Hunters donate more than 305,000 lbs of venison

MADISON – Wisconsin hunters have donated nearly 6,771 white-tailed deer to the Wisconsin Deer Donation 2003 program, which ended Dec. 31, providing more than 305,000 lbs of ground venison for needy families across the state. This was the second highest year for venison donation since the program began in 2000.

 

About 117 Wisconsin meat processors participated in the deer donation program this year, boning, grinding and packaging venison for distribution to pantries. A large network of volunteers including sports groups, church groups, civic organizations, and food pantry staff worked together to distribute the meat from the processor to the food pantries. Department of Natural Resources staff, United States 

Department of Agriculture-Wildlife Services staff, county wildlife damage staff and Hunt for the Hungry, headed by Lee Dudek of northeast Wisconsin, also partnered to administer the program.

 

In addition to donating venison, hunters can give to the deer donation program through monetary donations.
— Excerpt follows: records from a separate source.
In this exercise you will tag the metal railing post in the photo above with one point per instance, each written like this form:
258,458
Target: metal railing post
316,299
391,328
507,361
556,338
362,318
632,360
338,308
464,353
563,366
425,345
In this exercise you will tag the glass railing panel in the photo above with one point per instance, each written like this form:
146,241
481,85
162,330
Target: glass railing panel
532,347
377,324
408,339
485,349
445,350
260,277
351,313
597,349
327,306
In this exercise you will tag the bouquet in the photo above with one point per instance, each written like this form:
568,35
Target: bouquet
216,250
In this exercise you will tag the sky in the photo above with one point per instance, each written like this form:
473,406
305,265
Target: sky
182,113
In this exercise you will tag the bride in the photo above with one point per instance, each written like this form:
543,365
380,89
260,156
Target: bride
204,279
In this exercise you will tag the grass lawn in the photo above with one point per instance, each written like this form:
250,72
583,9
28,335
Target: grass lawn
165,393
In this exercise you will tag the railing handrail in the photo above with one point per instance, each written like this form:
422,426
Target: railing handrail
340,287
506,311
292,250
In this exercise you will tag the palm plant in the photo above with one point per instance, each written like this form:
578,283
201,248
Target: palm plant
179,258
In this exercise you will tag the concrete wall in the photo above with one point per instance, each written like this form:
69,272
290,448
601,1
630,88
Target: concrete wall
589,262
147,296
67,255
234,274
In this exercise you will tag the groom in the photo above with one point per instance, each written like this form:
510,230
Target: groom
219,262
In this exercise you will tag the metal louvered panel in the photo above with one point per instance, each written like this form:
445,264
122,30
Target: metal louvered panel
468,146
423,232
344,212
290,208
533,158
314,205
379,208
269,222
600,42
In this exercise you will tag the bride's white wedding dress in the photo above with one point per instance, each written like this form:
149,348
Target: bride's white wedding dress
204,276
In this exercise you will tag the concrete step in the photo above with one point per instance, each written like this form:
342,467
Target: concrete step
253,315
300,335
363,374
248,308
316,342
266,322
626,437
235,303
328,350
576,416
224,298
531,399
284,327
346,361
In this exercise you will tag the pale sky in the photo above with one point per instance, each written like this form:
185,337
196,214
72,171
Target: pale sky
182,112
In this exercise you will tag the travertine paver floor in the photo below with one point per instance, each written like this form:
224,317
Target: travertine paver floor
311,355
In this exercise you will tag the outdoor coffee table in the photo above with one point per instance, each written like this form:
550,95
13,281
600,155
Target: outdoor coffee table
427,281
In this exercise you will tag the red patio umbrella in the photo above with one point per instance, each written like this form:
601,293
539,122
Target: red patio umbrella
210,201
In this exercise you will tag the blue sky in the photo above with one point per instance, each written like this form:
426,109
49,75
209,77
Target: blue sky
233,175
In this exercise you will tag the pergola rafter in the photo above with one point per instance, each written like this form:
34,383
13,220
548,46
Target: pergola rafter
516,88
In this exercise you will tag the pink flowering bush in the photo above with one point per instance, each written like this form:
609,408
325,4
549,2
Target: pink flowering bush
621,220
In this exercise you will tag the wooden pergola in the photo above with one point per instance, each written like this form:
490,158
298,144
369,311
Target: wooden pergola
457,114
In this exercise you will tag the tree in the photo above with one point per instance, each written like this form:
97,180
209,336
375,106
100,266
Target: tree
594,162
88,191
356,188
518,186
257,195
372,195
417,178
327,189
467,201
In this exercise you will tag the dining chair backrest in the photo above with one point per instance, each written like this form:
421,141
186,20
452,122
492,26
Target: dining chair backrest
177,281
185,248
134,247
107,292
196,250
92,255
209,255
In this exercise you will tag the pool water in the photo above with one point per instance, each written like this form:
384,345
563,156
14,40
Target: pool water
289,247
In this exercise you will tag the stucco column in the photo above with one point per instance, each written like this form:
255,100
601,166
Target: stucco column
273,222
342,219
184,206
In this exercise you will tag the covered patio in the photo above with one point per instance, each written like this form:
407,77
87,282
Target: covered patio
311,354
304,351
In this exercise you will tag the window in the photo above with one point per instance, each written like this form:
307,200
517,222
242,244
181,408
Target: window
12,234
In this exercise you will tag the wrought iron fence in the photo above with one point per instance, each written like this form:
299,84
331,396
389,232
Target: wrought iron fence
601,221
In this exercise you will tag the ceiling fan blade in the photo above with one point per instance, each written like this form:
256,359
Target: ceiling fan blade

A monetary donation option was implemented in 2002, providing hunters the opportunity to donate a dollar or more to the deer donation program when purchasing a license. In 2003, hunters donated $18,935.72 to help the program.

 

For more info Contact: Laurie Fike - (608) 267-7974 or Bryan Woodbury - (608) 266-2151


Ontario

Ontario imposes moratorium on new water takings

The government of Ontario has imposed a one-year moratorium on new and expanded permits for removing water from watersheds to stop what is described as a giveaway of the province’s water resources.

           

“We will use this year to review our groundwater supplies and draft new rules for water taking,” said Leona Dombrowsky, Ontario minister of the environment, in announcing the moratorium Dec. 18. “We will not grant new permits of this kind until we have new rules in place that will help us better protect our water resources.”

           

Under newly elected Premier Dalton McGuinty, the province also plans to begin charging water-bottling companies and other permit holders that currently are able to remove water from watershed at no charge.

           

“Water bottlers and others who remove water out of a

watershed cannot be permitted to just take more and more water,” said Dombrowsky. “We need to fully understand the consequences of takings on both the watershed and local water supplies. Nothing is more basic to life ― and the quality of life ― than an adequate supply of safe and clean water.”

 

Two expert committees have also been formed to advise on a process for assessing threats to the province’s drinking water and on how to implement strategies for protecting watersheds. The new steps address the Walkerton Inquiry’s emphasis on protecting sources of drinking water as a key part of ensuring a sustainable supply of drinking water. The inquiry was conducted after seven people in that community died after drinking E. coli-contaminated water in May 2000.

           

The government will release a White Paper in February to consult on the planning aspects of source protection legislation, including the preparation, roles and responsibilities and approval of source protection plans.